Give me a break. The mirrors are just literally not there but a lot of that is because 1) you wan't to develop awareness and know your Squat mechanics rather than see how you Squat. 2) you save money. Wall to wall mirrors are expensive and unnecessary. 3) they aren't the best when throwing weights, bumpers, etc. around. and 4) you move too much during workouts. There isn't a whole lot of standing around while you lift to watch yourself.

You are kidding yourself however if you think there are no mirrors because Crossfitters don't like to check themselves out. For every Crossfitter that swears "we don't need mirrors to check ourselves out while we train", you will see a dozen Crossfitters that don't need to take their shirts off, yet they do. They will still walk into a Crossfit gym wearing Nano's that match their socks, a Rogue t-shirt, some kind of "froningesque" bandana and rock tape. If they are not in WoD mode, you will see a shirt that says "My Snatch is better than yours." This is all because Crossfitters are not vain or give 2 $hits about what others think of how they look right? Give me a break.

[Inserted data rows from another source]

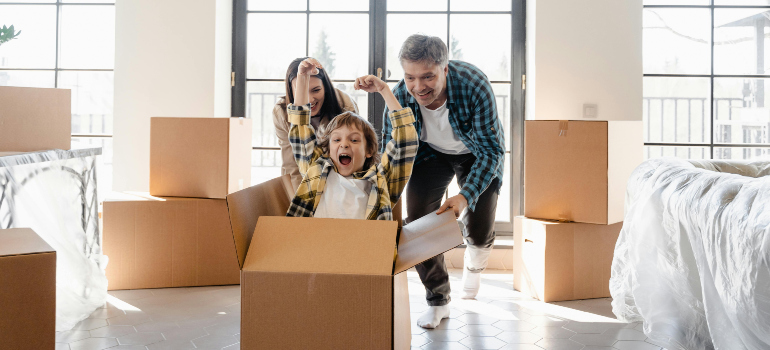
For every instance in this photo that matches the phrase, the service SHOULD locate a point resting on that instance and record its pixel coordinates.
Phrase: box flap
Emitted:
(425, 238)
(270, 198)
(22, 241)
(313, 245)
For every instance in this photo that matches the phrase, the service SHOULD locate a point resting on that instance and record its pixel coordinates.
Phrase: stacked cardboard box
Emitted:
(327, 275)
(575, 175)
(179, 234)
(27, 290)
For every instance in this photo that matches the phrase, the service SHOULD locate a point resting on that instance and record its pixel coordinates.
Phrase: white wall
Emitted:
(172, 58)
(587, 51)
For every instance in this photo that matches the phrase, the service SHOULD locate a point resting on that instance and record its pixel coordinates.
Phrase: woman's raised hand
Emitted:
(370, 83)
(309, 66)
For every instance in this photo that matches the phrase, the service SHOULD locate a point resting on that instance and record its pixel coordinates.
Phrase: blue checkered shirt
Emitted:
(473, 117)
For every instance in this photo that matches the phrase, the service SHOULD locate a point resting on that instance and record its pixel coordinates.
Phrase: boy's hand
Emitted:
(456, 203)
(309, 66)
(370, 83)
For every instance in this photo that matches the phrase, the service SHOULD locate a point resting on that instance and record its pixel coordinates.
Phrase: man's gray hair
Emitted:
(424, 48)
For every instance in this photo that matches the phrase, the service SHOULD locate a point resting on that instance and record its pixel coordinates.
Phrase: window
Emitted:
(354, 38)
(67, 44)
(706, 64)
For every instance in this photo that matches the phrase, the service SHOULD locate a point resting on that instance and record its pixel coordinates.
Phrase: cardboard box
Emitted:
(27, 291)
(309, 283)
(35, 119)
(555, 261)
(199, 157)
(168, 242)
(577, 170)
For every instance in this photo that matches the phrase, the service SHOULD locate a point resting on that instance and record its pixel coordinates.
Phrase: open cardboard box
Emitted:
(309, 283)
(27, 291)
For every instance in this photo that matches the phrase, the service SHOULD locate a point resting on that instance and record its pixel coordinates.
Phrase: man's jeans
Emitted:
(424, 195)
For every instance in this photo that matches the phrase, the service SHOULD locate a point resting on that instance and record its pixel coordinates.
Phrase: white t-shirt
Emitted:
(438, 133)
(343, 198)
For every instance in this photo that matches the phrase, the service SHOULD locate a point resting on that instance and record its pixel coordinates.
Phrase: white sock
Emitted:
(471, 284)
(432, 318)
(475, 260)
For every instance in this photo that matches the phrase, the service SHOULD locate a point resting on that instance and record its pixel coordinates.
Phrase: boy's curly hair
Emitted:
(351, 119)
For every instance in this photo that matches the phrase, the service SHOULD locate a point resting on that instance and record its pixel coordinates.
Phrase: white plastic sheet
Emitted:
(54, 193)
(693, 257)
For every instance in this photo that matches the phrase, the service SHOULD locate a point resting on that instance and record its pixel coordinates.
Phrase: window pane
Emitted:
(676, 41)
(341, 43)
(742, 153)
(261, 97)
(265, 165)
(401, 27)
(360, 97)
(27, 78)
(92, 97)
(471, 43)
(736, 48)
(740, 115)
(87, 37)
(742, 2)
(676, 110)
(35, 47)
(679, 152)
(103, 162)
(339, 5)
(503, 101)
(283, 5)
(678, 2)
(422, 5)
(269, 55)
(475, 5)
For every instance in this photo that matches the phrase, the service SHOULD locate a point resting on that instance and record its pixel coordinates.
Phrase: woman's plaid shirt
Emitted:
(388, 178)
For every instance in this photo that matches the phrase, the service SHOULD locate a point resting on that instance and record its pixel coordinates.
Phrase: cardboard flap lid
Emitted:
(314, 245)
(270, 198)
(22, 241)
(425, 238)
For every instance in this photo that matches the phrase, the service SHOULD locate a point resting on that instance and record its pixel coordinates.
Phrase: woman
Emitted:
(325, 105)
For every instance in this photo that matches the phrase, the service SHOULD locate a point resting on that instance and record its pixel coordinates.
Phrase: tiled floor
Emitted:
(501, 318)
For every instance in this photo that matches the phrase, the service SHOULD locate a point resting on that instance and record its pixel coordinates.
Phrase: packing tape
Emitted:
(563, 127)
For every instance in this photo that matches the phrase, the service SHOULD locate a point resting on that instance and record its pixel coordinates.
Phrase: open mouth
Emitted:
(345, 159)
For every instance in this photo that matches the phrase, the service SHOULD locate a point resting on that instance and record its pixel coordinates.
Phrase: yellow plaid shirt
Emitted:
(388, 178)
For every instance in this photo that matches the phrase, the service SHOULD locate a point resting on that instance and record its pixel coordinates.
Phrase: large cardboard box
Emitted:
(34, 119)
(168, 242)
(309, 283)
(199, 157)
(554, 261)
(27, 291)
(577, 170)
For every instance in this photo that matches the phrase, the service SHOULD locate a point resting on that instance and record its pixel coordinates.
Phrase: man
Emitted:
(460, 135)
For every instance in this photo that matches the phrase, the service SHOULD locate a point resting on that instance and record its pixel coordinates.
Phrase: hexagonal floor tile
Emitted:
(514, 326)
(143, 338)
(71, 336)
(483, 343)
(480, 330)
(440, 335)
(519, 337)
(558, 344)
(94, 344)
(553, 332)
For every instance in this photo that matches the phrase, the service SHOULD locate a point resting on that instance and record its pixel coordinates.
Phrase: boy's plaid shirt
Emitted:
(473, 116)
(388, 178)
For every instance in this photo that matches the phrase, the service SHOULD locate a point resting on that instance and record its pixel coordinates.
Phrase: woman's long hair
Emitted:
(331, 106)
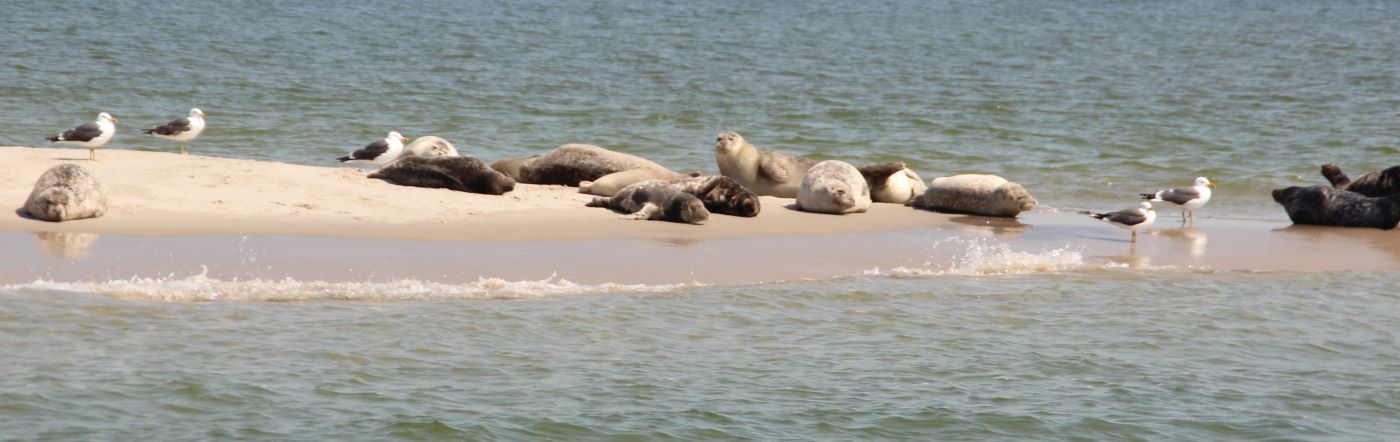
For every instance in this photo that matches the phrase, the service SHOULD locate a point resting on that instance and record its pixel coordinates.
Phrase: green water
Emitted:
(1084, 102)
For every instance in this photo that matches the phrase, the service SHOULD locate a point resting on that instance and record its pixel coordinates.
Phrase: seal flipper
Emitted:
(773, 169)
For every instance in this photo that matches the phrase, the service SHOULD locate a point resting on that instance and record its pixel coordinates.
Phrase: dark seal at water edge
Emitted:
(462, 174)
(66, 192)
(1332, 206)
(655, 200)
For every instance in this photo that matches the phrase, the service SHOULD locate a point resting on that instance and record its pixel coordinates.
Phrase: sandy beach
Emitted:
(210, 214)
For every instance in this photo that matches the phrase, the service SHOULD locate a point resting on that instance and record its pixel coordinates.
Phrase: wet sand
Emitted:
(177, 216)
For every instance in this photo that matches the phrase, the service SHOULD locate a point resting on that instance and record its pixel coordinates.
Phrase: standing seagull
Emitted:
(182, 130)
(90, 134)
(381, 151)
(1189, 199)
(1133, 218)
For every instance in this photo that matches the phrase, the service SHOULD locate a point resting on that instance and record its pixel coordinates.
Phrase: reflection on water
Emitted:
(66, 244)
(1194, 238)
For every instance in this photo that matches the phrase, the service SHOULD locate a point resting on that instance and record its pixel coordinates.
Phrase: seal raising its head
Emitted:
(833, 188)
(655, 200)
(762, 171)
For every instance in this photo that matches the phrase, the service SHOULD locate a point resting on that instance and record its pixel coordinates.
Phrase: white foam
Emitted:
(203, 288)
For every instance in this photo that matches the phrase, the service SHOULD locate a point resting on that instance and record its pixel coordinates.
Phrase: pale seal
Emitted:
(570, 164)
(763, 171)
(833, 188)
(66, 192)
(892, 182)
(462, 174)
(1375, 183)
(655, 200)
(611, 183)
(430, 146)
(1332, 206)
(977, 195)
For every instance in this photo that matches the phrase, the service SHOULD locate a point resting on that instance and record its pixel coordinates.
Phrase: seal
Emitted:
(1332, 206)
(430, 146)
(976, 195)
(833, 188)
(655, 200)
(892, 182)
(570, 164)
(66, 192)
(1375, 183)
(461, 174)
(763, 171)
(611, 183)
(721, 195)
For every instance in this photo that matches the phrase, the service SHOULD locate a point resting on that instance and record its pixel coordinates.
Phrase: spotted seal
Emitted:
(977, 195)
(762, 171)
(833, 188)
(462, 174)
(655, 200)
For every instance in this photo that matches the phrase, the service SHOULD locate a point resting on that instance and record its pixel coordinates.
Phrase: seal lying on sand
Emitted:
(611, 183)
(430, 146)
(1332, 206)
(655, 200)
(462, 174)
(833, 188)
(570, 164)
(977, 195)
(1375, 183)
(66, 192)
(892, 182)
(762, 171)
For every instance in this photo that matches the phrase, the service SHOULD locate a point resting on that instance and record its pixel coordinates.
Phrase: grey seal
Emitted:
(462, 174)
(833, 188)
(977, 195)
(1375, 183)
(1332, 206)
(655, 200)
(66, 192)
(763, 171)
(892, 182)
(570, 164)
(430, 146)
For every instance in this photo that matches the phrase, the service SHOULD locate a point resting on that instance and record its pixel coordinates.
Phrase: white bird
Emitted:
(182, 130)
(381, 151)
(90, 134)
(1136, 218)
(1189, 199)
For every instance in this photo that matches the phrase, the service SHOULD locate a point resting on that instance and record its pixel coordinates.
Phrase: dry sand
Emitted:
(172, 214)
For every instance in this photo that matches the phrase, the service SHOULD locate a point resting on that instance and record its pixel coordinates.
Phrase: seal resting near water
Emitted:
(570, 164)
(763, 171)
(977, 195)
(430, 146)
(611, 183)
(462, 174)
(892, 182)
(66, 192)
(833, 188)
(655, 200)
(1375, 183)
(1332, 206)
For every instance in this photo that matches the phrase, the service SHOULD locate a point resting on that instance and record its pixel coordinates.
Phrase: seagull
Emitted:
(1189, 199)
(182, 130)
(381, 151)
(1133, 218)
(90, 134)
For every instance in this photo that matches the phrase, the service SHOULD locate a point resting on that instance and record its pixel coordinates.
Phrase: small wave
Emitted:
(200, 287)
(990, 258)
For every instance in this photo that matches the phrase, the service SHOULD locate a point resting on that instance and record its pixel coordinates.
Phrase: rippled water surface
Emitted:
(1084, 102)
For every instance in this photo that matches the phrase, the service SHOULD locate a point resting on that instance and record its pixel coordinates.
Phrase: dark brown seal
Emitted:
(462, 174)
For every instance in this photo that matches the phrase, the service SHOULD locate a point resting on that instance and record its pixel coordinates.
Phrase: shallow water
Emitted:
(1084, 102)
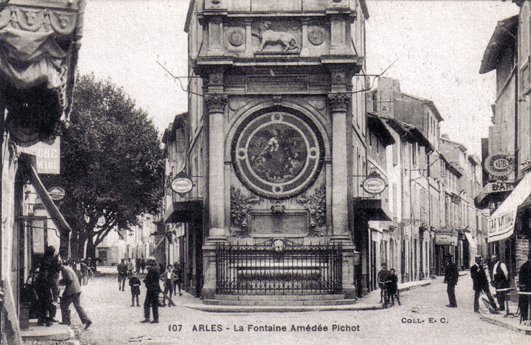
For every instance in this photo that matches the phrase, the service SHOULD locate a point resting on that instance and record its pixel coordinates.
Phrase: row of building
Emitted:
(289, 175)
(506, 153)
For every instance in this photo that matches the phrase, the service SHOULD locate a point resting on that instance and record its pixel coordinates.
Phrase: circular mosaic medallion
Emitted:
(236, 38)
(277, 154)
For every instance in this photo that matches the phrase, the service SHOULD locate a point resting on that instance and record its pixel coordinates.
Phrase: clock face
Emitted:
(277, 154)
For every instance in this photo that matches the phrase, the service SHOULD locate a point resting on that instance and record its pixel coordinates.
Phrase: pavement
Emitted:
(422, 319)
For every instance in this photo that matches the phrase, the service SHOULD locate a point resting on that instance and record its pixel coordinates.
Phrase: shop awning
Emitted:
(58, 219)
(501, 222)
(471, 242)
(373, 209)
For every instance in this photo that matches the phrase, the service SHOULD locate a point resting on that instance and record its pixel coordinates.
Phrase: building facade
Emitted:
(271, 131)
(507, 151)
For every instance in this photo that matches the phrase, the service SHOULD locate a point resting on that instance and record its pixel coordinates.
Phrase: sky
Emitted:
(437, 46)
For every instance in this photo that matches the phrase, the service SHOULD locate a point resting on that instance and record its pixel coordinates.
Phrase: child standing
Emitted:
(134, 283)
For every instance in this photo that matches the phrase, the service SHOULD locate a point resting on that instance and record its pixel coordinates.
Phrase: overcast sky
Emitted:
(438, 46)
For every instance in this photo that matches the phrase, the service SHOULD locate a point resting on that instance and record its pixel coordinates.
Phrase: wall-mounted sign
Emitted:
(56, 193)
(182, 184)
(47, 156)
(501, 165)
(445, 239)
(374, 183)
(497, 187)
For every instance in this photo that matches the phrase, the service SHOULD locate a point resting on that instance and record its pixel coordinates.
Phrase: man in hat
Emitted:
(451, 275)
(153, 290)
(383, 279)
(524, 283)
(72, 294)
(480, 283)
(499, 276)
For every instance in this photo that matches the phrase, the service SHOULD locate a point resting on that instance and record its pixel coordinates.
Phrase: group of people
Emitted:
(388, 284)
(171, 277)
(499, 279)
(51, 274)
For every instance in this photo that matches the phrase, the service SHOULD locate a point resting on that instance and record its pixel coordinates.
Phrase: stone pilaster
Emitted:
(339, 103)
(216, 103)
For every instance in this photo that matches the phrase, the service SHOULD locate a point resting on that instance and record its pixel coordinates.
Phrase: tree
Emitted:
(111, 161)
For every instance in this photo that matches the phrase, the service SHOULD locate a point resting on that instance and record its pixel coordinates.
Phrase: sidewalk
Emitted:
(509, 322)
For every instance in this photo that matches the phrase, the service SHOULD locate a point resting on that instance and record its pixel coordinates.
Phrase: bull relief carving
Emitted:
(240, 205)
(271, 40)
(315, 204)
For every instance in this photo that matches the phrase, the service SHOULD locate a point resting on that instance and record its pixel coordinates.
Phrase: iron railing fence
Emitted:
(265, 270)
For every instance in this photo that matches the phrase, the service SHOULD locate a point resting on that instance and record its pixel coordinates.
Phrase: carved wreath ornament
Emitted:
(239, 209)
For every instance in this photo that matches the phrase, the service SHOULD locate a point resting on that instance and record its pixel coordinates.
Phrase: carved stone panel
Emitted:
(291, 222)
(275, 36)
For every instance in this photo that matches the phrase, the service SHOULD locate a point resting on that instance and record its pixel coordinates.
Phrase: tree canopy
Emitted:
(111, 163)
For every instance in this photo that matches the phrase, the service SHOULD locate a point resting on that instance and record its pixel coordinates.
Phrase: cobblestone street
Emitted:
(115, 322)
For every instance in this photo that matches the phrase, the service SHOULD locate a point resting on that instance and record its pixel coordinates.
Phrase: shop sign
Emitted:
(182, 184)
(500, 165)
(47, 156)
(56, 193)
(496, 187)
(446, 240)
(374, 183)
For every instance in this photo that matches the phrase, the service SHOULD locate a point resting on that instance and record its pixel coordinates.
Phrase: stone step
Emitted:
(273, 302)
(278, 297)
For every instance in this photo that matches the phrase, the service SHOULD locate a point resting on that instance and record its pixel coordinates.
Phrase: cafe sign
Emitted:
(499, 165)
(182, 184)
(56, 193)
(374, 183)
(445, 240)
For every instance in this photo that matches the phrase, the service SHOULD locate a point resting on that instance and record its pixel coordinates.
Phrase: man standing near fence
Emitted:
(122, 275)
(451, 275)
(499, 276)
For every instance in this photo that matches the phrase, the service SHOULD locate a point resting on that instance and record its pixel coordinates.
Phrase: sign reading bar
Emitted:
(374, 183)
(446, 240)
(48, 156)
(56, 193)
(182, 184)
(499, 165)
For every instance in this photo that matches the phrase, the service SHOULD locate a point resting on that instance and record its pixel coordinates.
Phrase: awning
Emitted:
(501, 222)
(373, 209)
(471, 241)
(52, 209)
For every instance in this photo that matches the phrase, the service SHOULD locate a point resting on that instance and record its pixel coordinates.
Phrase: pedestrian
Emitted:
(122, 275)
(152, 290)
(71, 294)
(451, 276)
(383, 277)
(137, 265)
(178, 278)
(524, 284)
(481, 284)
(134, 283)
(392, 287)
(130, 268)
(499, 276)
(46, 286)
(142, 265)
(168, 277)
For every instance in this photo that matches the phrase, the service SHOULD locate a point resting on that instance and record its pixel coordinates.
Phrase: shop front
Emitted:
(509, 227)
(446, 242)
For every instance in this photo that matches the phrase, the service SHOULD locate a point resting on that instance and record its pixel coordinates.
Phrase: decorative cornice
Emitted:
(215, 102)
(339, 101)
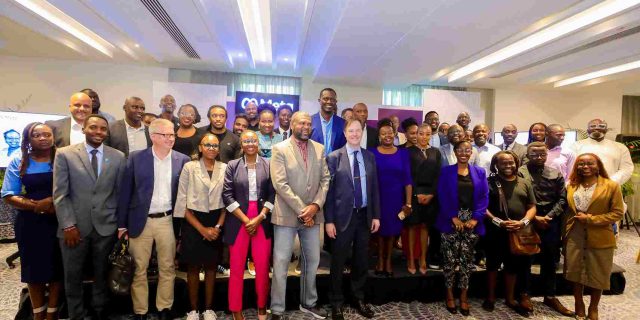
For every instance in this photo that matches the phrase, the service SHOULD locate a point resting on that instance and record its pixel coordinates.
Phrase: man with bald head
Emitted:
(68, 131)
(614, 155)
(509, 134)
(130, 134)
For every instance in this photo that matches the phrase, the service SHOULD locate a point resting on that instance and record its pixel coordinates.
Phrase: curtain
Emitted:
(239, 81)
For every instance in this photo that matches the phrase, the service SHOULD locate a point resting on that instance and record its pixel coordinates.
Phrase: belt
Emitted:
(160, 214)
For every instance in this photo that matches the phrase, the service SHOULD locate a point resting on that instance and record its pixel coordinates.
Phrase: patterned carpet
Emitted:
(620, 307)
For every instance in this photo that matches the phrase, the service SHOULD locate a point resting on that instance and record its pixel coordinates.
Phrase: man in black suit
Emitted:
(68, 131)
(129, 134)
(370, 135)
(352, 212)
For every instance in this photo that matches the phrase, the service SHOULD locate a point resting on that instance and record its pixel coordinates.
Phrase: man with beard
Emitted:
(326, 127)
(95, 105)
(484, 150)
(301, 180)
(129, 134)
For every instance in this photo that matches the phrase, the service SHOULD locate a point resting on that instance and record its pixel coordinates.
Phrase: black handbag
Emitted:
(120, 274)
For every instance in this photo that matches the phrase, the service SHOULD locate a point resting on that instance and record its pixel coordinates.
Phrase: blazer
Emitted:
(81, 198)
(340, 197)
(338, 140)
(606, 207)
(137, 188)
(448, 197)
(196, 191)
(61, 130)
(118, 137)
(297, 185)
(235, 193)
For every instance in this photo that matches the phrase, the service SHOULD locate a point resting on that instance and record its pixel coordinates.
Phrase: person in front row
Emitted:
(512, 206)
(199, 201)
(86, 186)
(145, 208)
(595, 202)
(248, 194)
(36, 225)
(352, 213)
(301, 180)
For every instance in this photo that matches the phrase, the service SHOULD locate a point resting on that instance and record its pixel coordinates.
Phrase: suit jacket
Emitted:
(137, 188)
(61, 130)
(196, 190)
(118, 137)
(340, 197)
(338, 140)
(81, 198)
(297, 185)
(606, 207)
(235, 194)
(448, 197)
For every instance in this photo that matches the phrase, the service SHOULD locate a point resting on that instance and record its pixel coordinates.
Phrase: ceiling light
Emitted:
(256, 19)
(553, 32)
(52, 14)
(599, 73)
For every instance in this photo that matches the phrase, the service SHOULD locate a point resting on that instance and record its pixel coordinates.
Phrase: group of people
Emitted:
(192, 193)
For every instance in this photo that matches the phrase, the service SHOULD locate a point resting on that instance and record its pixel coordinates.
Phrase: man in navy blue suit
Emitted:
(145, 206)
(352, 212)
(326, 126)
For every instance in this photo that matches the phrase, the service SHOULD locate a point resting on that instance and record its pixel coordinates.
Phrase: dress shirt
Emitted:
(161, 197)
(136, 137)
(76, 136)
(614, 155)
(561, 159)
(363, 173)
(484, 155)
(99, 154)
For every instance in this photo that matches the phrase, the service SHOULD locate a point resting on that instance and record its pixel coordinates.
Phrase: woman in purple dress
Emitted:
(394, 179)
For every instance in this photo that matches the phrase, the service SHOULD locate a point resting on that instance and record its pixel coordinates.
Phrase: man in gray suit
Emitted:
(67, 131)
(129, 134)
(301, 180)
(86, 178)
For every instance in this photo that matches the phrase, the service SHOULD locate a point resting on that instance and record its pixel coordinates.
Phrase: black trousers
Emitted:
(356, 236)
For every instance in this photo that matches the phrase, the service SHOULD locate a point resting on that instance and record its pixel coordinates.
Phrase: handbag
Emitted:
(523, 242)
(120, 274)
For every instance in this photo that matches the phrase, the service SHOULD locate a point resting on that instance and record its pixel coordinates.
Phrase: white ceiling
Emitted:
(353, 42)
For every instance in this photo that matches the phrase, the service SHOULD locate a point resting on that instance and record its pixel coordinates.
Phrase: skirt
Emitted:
(194, 249)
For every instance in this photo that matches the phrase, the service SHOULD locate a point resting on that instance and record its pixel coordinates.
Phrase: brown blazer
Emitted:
(606, 207)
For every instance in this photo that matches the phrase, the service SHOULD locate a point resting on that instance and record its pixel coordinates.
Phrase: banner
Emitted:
(244, 97)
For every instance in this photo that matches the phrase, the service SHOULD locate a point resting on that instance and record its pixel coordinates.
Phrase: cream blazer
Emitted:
(198, 192)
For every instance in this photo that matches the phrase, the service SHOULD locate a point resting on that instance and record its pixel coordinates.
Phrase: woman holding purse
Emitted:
(512, 206)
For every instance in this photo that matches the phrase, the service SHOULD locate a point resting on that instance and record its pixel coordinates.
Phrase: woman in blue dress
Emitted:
(36, 223)
(394, 179)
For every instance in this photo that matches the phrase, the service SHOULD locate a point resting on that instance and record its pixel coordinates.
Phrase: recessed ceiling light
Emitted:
(599, 73)
(553, 32)
(54, 15)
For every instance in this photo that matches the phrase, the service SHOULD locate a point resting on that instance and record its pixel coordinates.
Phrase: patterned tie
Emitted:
(94, 162)
(357, 196)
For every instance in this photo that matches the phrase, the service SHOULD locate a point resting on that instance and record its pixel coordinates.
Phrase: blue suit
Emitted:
(338, 140)
(137, 189)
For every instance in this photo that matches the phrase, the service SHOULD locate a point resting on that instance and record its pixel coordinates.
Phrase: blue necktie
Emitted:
(357, 196)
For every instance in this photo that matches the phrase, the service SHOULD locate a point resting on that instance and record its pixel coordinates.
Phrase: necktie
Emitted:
(94, 162)
(357, 196)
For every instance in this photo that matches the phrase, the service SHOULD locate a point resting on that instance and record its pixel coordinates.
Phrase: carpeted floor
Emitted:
(619, 307)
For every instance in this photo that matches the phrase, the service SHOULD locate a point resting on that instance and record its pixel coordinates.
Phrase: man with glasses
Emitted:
(145, 208)
(614, 155)
(551, 204)
(129, 134)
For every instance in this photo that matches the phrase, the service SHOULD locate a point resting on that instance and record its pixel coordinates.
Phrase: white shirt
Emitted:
(136, 137)
(484, 155)
(76, 136)
(614, 155)
(161, 197)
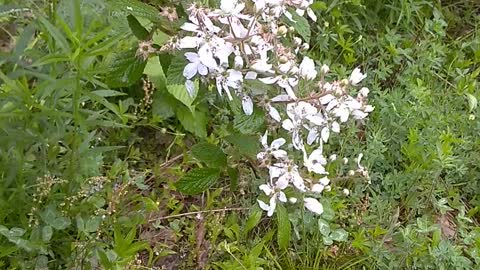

For every Crossfitter that swears "bodybuilders are so not functional and I never want to train like that" there are a dozen that sit and look at Phil Heath or any dude at the big box gym with larger quads, a more muscular back or simply "the guns" and thinks...damn, I'd still take that. You're tellin' me, all a Crossfitter thinks is "well my Fran time is sub 3mins, I don't care that his body looks like a greek gods." Again, give me a break.

For every Crossfitter that swears "benching is for bodybuilders, we do C&J and Snatch" you have a dozen Crossfitters that will almost never make any sort of podium, especially in Olympic weightlifting, yet could use a good dose of Benching and overall pressing strength because even with your 5 minute Karen time, a sub 205 bench press for a man is still pretty pathetic (I only partially kid.)

For every Crossfitter that swears "we do this so different than you do", there are a dozen more than find out that Froning does "strict Pull-ups, Sprints, Benching 1-2x PER WEEK, powerlifting training with band work and chains and stuff like that." They find out that Khalipa gets better by doing A LOT of 800m intervals and listens to a Triathlete...the same one's that are too specialized and look like Gollum rather than bada$$ Crossfit elite fit looking.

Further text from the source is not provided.